A rectangle has an area of 72 square inches. The length of the longest side is twice the length of the shortest side. What is the length of the rectangle?

L=2W,

L*W=72
(2W)*W = 72
W²=72/2=36
Solve for W (width) and hence calculate length L.

what the hell

To find the length of the rectangle, let's start by understanding the given information. We know the area of the rectangle is 72 square inches, and the length of the longest side is twice the length of the shortest side.

Let's assume the length of the shortest side is "x" inches. According to the given information, the length of the longest side would be 2x inches.

The formula to find the area of a rectangle is length multiplied by width.

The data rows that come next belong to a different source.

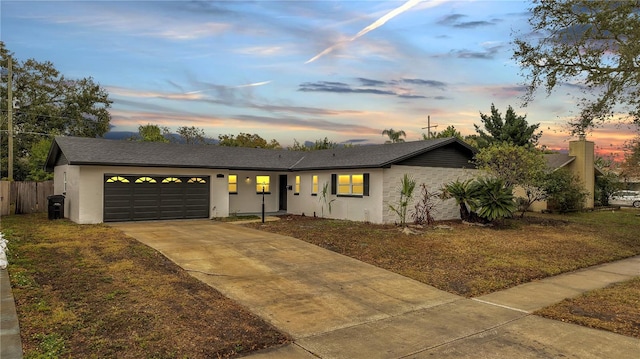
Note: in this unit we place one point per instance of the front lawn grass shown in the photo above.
(615, 308)
(89, 291)
(471, 260)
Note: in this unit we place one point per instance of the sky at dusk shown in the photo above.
(303, 70)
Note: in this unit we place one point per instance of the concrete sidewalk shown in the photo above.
(10, 343)
(338, 307)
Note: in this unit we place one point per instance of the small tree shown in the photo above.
(512, 129)
(407, 186)
(247, 140)
(516, 166)
(424, 209)
(152, 133)
(192, 135)
(394, 136)
(564, 191)
(37, 158)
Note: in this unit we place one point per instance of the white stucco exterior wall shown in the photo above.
(434, 178)
(248, 199)
(85, 188)
(356, 208)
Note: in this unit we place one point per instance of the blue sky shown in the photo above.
(303, 70)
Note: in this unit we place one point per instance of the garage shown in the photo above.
(154, 197)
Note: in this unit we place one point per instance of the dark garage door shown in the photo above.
(152, 197)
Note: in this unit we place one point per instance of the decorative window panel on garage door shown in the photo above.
(153, 197)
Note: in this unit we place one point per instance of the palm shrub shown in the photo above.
(464, 194)
(565, 194)
(426, 206)
(494, 200)
(481, 200)
(407, 186)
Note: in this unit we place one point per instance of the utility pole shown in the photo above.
(10, 120)
(429, 127)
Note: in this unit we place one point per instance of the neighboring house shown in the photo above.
(580, 161)
(109, 180)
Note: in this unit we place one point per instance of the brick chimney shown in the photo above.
(583, 166)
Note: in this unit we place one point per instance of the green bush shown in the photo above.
(564, 192)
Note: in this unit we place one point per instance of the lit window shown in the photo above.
(262, 183)
(233, 183)
(113, 179)
(145, 180)
(351, 184)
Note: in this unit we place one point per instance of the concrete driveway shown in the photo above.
(338, 307)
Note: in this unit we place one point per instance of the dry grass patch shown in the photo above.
(615, 308)
(89, 291)
(469, 260)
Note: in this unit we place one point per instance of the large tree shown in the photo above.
(593, 44)
(247, 140)
(631, 164)
(512, 129)
(47, 104)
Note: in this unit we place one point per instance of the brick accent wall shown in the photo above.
(434, 178)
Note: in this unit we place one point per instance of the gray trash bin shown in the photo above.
(56, 206)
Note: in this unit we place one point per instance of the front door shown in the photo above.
(283, 193)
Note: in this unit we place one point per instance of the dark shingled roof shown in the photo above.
(95, 151)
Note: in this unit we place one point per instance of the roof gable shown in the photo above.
(95, 151)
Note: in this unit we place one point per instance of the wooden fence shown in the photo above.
(26, 197)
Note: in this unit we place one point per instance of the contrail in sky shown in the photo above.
(376, 24)
(239, 86)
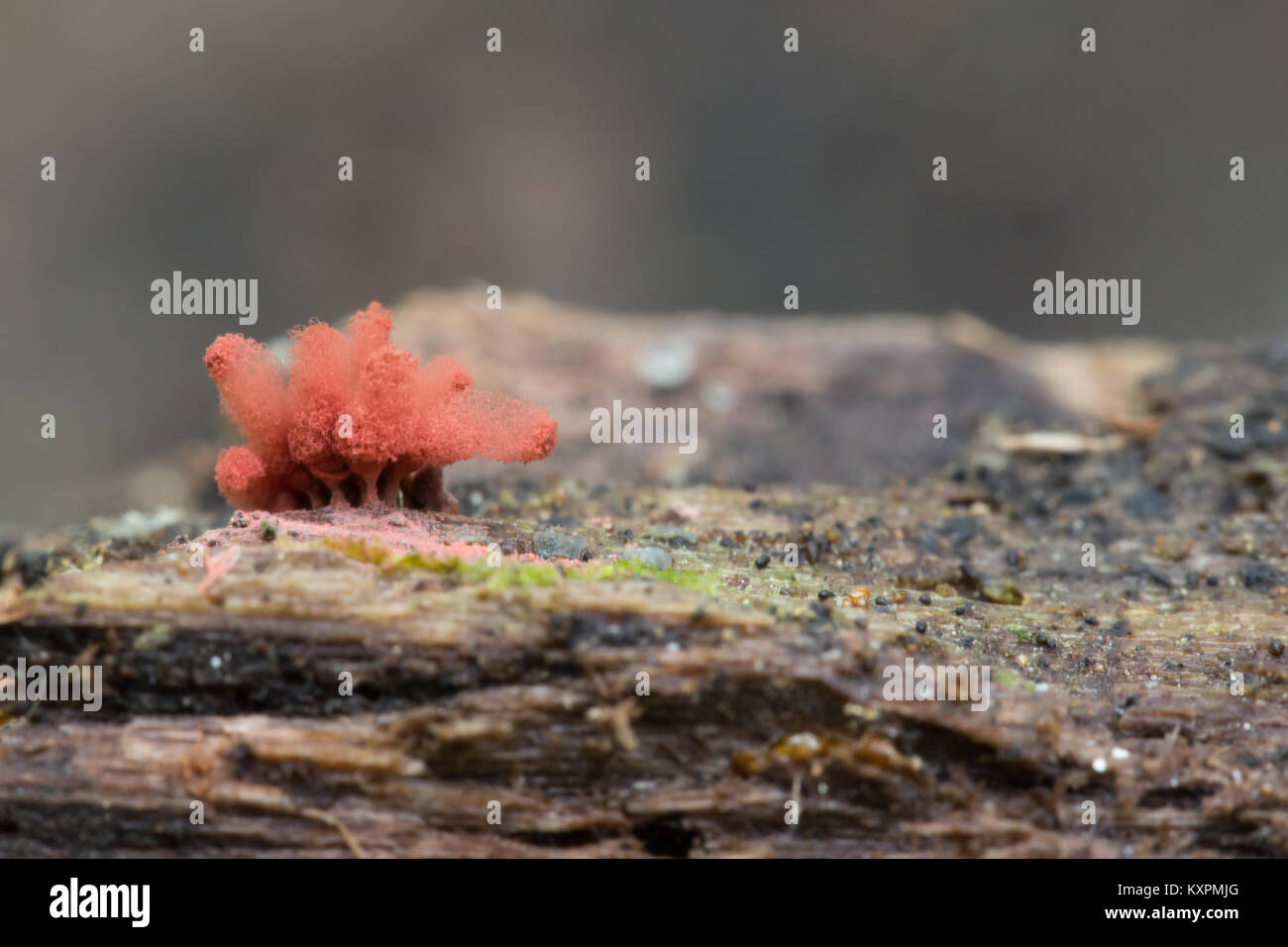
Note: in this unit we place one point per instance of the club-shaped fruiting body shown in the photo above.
(353, 419)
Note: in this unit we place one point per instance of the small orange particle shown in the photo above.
(858, 596)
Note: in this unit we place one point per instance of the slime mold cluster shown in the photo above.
(355, 420)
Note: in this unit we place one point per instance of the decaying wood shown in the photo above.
(518, 684)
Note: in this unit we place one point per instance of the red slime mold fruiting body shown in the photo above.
(356, 420)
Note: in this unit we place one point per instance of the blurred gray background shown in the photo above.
(518, 169)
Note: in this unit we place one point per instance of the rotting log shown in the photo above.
(1150, 685)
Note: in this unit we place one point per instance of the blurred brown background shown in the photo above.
(518, 169)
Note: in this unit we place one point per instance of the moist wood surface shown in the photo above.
(516, 684)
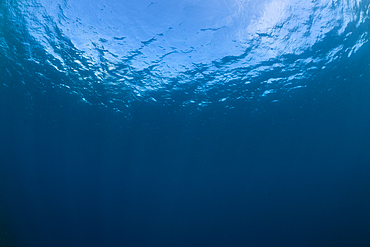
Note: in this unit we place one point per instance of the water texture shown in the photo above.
(184, 123)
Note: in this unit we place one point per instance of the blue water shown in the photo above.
(184, 123)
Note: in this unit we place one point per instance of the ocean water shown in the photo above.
(184, 123)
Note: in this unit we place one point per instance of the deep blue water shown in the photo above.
(184, 123)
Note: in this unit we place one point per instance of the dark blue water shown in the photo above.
(186, 123)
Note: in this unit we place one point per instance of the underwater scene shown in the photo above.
(184, 123)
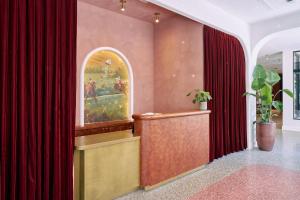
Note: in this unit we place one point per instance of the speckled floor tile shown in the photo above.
(255, 181)
(286, 155)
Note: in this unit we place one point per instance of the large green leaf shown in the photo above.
(278, 105)
(288, 92)
(259, 72)
(272, 77)
(258, 83)
(266, 95)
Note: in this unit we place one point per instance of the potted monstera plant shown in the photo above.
(262, 84)
(201, 97)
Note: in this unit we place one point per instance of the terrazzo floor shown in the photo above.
(221, 178)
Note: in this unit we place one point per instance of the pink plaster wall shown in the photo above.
(98, 27)
(178, 63)
(166, 58)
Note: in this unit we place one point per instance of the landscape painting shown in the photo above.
(106, 88)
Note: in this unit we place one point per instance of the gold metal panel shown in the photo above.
(108, 170)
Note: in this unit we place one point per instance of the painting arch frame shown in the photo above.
(130, 78)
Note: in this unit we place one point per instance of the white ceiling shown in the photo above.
(273, 61)
(281, 43)
(252, 11)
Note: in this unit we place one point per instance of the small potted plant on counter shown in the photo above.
(262, 84)
(201, 97)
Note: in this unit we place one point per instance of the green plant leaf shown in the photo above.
(288, 92)
(272, 77)
(278, 105)
(266, 95)
(259, 72)
(258, 83)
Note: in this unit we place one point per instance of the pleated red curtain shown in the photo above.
(225, 79)
(37, 98)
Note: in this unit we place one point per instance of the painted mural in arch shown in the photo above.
(106, 87)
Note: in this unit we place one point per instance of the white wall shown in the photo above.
(287, 64)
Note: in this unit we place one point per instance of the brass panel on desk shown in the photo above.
(106, 165)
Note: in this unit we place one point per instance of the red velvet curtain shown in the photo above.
(37, 98)
(225, 79)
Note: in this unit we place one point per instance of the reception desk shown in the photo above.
(171, 145)
(106, 165)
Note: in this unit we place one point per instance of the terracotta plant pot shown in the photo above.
(203, 105)
(265, 135)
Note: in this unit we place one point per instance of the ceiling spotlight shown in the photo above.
(123, 2)
(156, 17)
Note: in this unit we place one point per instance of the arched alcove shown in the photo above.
(106, 92)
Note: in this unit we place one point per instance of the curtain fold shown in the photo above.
(225, 79)
(37, 98)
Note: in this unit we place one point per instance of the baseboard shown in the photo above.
(151, 187)
(291, 128)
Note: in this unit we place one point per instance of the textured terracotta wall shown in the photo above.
(134, 38)
(178, 63)
(172, 144)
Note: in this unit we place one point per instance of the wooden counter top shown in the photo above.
(103, 127)
(168, 115)
(103, 139)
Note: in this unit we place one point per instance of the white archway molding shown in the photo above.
(253, 61)
(260, 44)
(81, 81)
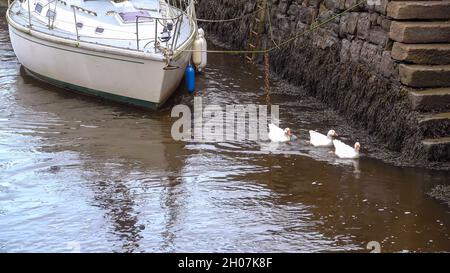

In this case, the length is 2x and the width is x.

So, we can write the equation as follows:

2x * x = 72

Simplifying the equation:

2x^2 = 72

Divide both sides of the equation by 2:

x^2 = 36

Now, we can solve for x by taking the square root of both sides of the equation:

sqrt(x^2) = sqrt(36)

Thus, we have two possibilities for x: x = 6 or x = -6. Since the length cannot be negative, we discard x = -6.

Therefore, the length of the shortest side (x) is 6 inches. And since the length of the longest side is twice the length of the shortest side, the longest side is 2 * 6 = 12 inches.

Hence, the length of the rectangle is 12 inches.